駒込辺を散策の道すがら、ふと立寄った或寺の門内で思いがけない人に出逢った。まだ鶴喜太夫が達者で寄席へも出ていた時分だから、二十年ぢかくにもなろう。その頃折々家へも出入をした鶴沢宗吉という三味線ひきである。
「めずらしい処で逢うものだ。変りがなくって結構だ。」
「その節はいろいろ御厄介になりました。是非一度御機嫌伺いに上らなくっちゃならないんで御在ますが、申訳が御在ません。」
「噂にきくと、その後商売替をしなすったというが、ほんとうかね。」
「へえ。見切をつけて足を洗いました。」
「それア結構だ。して今は何をしておいでだ。」
「へえ。四谷も大木戸のはずれでケチな芸者家をして居ります。」
「芸人よりかその方がいいだろう。

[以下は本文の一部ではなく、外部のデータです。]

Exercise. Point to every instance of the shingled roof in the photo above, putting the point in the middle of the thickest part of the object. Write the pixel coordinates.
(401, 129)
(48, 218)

何事によらず腕ばかりじゃ出世のできない世の中だからな。好加減に見切をつけた方が利口だ。」
「そうおっしゃられると、何と御返事をしていいかわかりません。いろいろ込入ったわけも御在ましたので。一時はどうしたものかと途法にくれましたが、今になって見れば結局この方が気楽で御在ます。」
「お墓まいりかね。」
「へえ。先生の御菩提所もこちらなんで御在ますか。」
「なに。何でもないんだがね。近頃はだんだん年はとるし、物は高くなるし、どこへ行っても面白くないことずくめだからね。退屈しのぎに時々むかしの人のお墓をさがしあるいているんだよ。」
「見ぬ世の友をしのぶというわけで。」
「宗さん。お前さん、俳諧をやんなさるんだっけね。」
「イヤモウ。手前なんざ、ただもう、酔って徘徊する方で御在ます。」
話をしながら本堂の裏手へ廻って墓場へ出ると、花屋の婆は既にとある石塔のまわりに手桶の水を打ち竹筒の枯れた樒を、新しい花にさしかえ、線香を手に持って、宗吉の来るのを待っていた。見れば墓石もさして古からず、戒名は香園妙光信女としてあるので、わたしは何心もなく、
「おふくろさんのお墓かね。」
「いえ。そうじゃ御在ません。」と宗吉は袂から珠数を取出しながら、「先生だからおはなし申しますが、実は以前馴染の芸者で御在ます。」